Crise chinoise : jusqu’où le déni ?

La croissance chinoise était tout sauf soutenable.

Thomas Coutrot  • 3 février 2016 abonné·es
Crise chinoise : jusqu’où le déni ?
Thomas Coutrot Membre du conseil scientifique d’Attac
© KLAUS OHLENSCHLÄGER / PICTURE ALLIANCE / PICTURE-ALLIANCE/AFP

L’un des aspects les plus fascinants de la crise mondiale qui a commencé en 2015 avec le krach financier chinois est la cécité volontaire de la communauté mondiale des économistes et des commentateurs sur la récession en Chine. En 2007, Li Keqiang (aujourd’hui Premier ministre du pays) avait évoqué la nature « artisanale », pour ne pas dire politique, du PIB chinois, ajoutant que le gouvernement de sa province préférait se focaliser sur des « indicateurs alternatifs » pour l’activité économique, comme la consommation d’électricité et le volume du fret ferroviaire. Or, en 2015, la consommation d’électricité a reculé (pour la première fois depuis la catastrophe économique de la Révolution culturelle en 1968). Le fret ferroviaire a chuté de 12 %. Quant aux importations du pays, elles se sont effondrées de 15 % au premier semestre 2015.

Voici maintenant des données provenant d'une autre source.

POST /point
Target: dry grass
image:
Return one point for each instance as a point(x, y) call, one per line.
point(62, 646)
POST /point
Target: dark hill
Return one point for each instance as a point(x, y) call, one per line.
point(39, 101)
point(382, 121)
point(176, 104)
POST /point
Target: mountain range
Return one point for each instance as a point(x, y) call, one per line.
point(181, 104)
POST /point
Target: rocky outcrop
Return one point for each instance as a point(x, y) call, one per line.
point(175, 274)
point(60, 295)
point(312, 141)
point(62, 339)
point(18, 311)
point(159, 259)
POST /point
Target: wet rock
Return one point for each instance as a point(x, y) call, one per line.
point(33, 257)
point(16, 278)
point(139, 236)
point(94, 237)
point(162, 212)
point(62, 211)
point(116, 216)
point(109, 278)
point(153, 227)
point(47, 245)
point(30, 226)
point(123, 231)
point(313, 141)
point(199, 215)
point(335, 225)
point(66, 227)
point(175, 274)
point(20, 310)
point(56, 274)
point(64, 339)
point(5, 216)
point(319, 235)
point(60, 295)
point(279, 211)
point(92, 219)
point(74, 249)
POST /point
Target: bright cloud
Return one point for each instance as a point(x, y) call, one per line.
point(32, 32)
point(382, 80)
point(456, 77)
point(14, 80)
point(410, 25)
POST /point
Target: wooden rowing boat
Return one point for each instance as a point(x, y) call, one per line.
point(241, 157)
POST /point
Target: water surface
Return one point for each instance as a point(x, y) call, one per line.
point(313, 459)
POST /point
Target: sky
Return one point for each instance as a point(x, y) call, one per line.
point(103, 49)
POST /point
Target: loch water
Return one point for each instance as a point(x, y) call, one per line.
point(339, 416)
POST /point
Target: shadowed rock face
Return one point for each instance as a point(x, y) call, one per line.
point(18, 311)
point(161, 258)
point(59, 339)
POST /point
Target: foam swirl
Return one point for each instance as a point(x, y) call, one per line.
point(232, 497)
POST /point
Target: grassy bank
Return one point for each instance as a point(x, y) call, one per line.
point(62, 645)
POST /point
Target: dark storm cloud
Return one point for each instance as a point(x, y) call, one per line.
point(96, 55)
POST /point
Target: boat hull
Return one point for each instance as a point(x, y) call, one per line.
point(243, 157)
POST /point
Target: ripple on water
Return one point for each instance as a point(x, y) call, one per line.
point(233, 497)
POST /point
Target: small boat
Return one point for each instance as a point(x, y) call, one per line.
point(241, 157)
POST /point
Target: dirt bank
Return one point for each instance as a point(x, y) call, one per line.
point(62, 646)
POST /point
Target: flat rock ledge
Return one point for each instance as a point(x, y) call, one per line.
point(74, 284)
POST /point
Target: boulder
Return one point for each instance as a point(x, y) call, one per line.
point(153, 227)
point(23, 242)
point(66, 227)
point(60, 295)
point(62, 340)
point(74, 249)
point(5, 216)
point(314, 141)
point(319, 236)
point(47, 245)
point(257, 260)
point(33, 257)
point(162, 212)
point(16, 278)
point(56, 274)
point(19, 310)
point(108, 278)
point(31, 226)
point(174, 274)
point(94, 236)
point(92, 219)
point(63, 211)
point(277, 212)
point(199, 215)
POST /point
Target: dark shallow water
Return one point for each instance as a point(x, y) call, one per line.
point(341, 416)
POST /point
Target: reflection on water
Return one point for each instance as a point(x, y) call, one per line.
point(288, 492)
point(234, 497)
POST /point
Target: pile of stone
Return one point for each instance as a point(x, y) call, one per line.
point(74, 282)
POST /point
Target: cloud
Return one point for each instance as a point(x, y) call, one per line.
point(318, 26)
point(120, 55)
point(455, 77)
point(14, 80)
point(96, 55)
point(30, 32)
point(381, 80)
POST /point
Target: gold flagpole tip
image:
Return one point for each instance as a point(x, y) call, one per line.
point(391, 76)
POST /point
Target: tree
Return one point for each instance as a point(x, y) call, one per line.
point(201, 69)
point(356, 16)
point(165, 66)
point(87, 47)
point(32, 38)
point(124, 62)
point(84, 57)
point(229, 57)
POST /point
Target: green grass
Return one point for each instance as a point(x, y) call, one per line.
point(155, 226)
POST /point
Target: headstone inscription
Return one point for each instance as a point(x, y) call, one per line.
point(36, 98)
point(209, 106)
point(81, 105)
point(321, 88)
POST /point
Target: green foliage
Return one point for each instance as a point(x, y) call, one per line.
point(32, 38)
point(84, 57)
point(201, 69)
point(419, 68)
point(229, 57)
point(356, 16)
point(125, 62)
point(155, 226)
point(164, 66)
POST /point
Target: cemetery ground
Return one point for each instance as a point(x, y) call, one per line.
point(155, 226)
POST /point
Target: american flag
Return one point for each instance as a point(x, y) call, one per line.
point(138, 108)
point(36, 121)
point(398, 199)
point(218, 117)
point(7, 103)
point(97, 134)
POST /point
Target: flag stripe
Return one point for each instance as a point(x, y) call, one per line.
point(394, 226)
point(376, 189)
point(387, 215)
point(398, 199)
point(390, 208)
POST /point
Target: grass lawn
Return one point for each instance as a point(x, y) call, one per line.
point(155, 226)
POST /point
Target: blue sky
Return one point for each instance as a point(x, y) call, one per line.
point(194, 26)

Au vu de ces chiffres, la Chine est clairement en récession, voire en dépression. L’annonce par les autorités chinoises d’un taux de croissance de 6,9 % du PIB en 2015 aurait dû faire sourire les observateurs. Mais la plupart se sont contentés de remarquer que ce chiffre était « inférieur aux prévisions officielles » (7 % !) et marquait donc un « léger ralentissement ». Michel Aglietta, observateur supposé averti, exprime ainsi l’opinion moyenne des milieux financiers : « Même si la croissance tombe à 6 % ou 5 % cette année, on ne peut pas parler de récession, il s’agit d’une transition relativement difficile entre deux régimes de croissance. »

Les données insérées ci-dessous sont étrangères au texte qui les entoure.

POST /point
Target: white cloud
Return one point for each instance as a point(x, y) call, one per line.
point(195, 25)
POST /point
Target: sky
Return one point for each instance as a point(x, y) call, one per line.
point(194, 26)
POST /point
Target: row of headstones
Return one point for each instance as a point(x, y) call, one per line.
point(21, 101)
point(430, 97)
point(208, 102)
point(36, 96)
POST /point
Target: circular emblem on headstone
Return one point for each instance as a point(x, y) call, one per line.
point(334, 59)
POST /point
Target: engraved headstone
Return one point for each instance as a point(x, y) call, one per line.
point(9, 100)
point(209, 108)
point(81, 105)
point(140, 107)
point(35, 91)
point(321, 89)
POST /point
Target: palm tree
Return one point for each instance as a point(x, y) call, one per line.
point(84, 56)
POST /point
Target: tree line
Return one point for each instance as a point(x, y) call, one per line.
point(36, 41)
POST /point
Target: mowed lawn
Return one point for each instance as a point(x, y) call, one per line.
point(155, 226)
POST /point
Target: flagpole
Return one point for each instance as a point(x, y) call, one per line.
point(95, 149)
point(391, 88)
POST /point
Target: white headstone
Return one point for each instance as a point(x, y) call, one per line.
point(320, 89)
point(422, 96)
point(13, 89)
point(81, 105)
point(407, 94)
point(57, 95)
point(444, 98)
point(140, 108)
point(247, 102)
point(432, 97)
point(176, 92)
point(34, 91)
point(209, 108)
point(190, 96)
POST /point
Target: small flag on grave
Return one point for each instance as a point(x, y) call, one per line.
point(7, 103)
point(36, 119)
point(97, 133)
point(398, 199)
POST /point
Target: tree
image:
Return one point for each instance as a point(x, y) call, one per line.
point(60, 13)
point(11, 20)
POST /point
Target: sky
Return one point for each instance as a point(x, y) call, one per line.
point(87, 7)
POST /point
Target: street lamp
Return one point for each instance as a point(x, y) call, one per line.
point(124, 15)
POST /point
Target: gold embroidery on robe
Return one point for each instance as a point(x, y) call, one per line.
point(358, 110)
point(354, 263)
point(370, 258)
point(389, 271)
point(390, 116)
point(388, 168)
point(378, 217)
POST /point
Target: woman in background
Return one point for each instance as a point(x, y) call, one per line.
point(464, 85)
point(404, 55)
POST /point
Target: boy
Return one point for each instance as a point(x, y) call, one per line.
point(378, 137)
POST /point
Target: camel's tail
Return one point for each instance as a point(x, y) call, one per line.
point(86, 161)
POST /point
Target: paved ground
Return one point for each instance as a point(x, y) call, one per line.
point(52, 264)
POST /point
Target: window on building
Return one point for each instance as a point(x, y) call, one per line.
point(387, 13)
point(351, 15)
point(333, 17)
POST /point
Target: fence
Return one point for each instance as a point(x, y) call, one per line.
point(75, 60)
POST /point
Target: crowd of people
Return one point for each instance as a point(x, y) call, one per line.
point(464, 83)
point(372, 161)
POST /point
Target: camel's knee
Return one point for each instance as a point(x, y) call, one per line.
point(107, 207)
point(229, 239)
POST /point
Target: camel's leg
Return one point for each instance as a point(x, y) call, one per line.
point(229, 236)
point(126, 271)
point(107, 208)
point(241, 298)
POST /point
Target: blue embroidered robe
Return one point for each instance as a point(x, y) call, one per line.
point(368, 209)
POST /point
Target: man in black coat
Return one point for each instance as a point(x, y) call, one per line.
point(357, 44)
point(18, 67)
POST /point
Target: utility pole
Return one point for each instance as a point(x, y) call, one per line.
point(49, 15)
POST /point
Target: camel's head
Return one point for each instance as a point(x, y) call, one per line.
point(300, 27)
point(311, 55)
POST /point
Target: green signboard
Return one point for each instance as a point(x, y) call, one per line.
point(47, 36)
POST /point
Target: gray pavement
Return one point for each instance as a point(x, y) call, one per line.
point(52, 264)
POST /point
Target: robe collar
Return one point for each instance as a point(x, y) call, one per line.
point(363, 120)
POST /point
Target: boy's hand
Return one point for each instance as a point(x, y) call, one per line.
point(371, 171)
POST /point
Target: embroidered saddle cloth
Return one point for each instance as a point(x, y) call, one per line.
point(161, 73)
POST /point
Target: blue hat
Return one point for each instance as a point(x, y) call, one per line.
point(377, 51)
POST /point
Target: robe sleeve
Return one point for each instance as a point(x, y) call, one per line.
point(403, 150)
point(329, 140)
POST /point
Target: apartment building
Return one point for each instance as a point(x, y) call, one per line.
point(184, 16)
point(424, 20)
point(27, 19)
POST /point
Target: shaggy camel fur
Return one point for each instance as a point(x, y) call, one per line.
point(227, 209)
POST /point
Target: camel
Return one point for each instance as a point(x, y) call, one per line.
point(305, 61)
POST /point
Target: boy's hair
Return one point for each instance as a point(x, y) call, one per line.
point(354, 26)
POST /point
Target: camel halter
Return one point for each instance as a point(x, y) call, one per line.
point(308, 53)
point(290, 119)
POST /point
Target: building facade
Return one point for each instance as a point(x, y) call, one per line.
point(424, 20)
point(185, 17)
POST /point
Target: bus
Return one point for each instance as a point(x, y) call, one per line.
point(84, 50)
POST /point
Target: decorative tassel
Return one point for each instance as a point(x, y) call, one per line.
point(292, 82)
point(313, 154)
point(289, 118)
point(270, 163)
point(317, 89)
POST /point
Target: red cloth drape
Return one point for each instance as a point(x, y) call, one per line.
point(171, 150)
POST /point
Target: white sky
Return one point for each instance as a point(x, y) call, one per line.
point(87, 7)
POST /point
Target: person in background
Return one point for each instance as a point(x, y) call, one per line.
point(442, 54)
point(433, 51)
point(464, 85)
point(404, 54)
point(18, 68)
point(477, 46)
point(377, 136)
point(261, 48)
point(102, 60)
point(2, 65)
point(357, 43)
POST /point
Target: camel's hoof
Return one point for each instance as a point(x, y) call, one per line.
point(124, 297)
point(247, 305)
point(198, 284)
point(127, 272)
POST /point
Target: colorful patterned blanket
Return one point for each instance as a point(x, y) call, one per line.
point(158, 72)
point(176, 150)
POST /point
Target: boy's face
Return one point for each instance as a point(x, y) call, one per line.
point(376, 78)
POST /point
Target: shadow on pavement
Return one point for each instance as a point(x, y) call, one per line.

Chacun sait pourtant que la croissance chinoise était tout sauf soutenable. Outre la terrible dégradation écologique qui fait étouffer les citadins, cette croissance reposait sur un taux d’investissement délirant (50 % du PIB), c’est-à-dire une énorme suraccumulation de routes, de ponts, d’infrastructures de transports, d’usines et de bâtiments largement inutiles. Les gigantesques villes nouvelles, sans habitants ni trafic automobile, auraient fait les délices d’Alphonse Allais, qui aimait dire qu’« on devrait construire les villes à la campagne, l’air y est plus pur ». La bulle immobilière s’était doublée comme souvent d’une bulle financière, toutes deux désormais en cours d’effondrement.

Ce problème de suraccumulation existait déjà avant, mais la crise financière de 2007-2008 a incité le régime chinois à l’aggraver en relançant son économie, en incitant les collectivités, les entreprises et les particuliers à une véritable orgie de dettes. La dette privée est ainsi passée de 125 % du PIB en 2007 à 207 % en 2015. Cela a évidemment boosté la croissance pendant un temps, mais aussi aggravé les énormes déséquilibres qui sont en train de tirer la Chine vers l’abîme.

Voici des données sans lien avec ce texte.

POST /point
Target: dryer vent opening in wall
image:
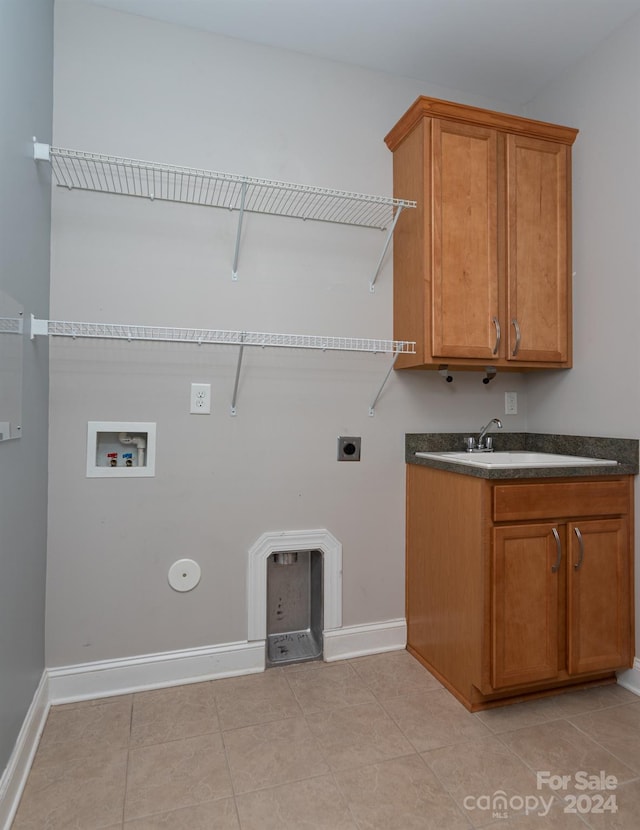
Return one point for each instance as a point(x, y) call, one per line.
point(294, 607)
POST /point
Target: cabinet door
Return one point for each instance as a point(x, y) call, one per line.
point(464, 243)
point(526, 563)
point(538, 252)
point(599, 618)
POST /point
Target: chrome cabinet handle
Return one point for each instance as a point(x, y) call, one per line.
point(496, 323)
point(555, 568)
point(516, 348)
point(576, 530)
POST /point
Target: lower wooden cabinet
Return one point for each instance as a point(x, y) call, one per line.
point(515, 589)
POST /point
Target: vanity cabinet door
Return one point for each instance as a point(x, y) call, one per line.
point(526, 574)
point(598, 601)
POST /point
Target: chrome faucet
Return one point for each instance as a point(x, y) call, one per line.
point(482, 444)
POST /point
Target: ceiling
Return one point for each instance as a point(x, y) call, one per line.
point(502, 49)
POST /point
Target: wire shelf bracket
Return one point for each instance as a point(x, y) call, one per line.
point(76, 169)
point(384, 382)
point(221, 337)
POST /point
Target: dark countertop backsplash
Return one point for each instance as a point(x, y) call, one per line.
point(623, 450)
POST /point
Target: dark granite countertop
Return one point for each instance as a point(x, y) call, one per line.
point(623, 450)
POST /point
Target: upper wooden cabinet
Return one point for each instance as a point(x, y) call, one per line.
point(482, 268)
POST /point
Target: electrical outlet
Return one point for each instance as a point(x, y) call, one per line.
point(510, 403)
point(200, 399)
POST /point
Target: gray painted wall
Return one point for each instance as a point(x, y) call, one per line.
point(601, 395)
point(26, 59)
point(178, 95)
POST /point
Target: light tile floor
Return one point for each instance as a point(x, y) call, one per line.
point(373, 743)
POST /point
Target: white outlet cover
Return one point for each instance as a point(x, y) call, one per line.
point(184, 575)
point(200, 403)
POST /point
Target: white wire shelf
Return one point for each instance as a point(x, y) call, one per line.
point(155, 180)
point(220, 337)
point(77, 169)
point(120, 331)
point(10, 325)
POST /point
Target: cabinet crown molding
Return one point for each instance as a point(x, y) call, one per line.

Que se passera-t-il lorsque les économistes et les financiers ouvriront les yeux sur l’ampleur du désastre chinois ? Cela pourrait être le déclic du prochain tsunami financier mondial. Tant qu’il y avait de bonnes affaires à réaliser, les financiers ont fermé les yeux sur les statistiques truquées du régime chinois, comme ils l’avaient fait sur ceux du gouvernement grec dans les années 2000. Mais le retour sur terre sera douloureux. Il est temps de leur retirer leur permis de gouverner.

Chaque semaine, nous donnons la parole à des économistes hétérodoxes dont nous partageons les constats… et les combats. Parce que, croyez-le ou non, d’autres politiques économiques sont possibles.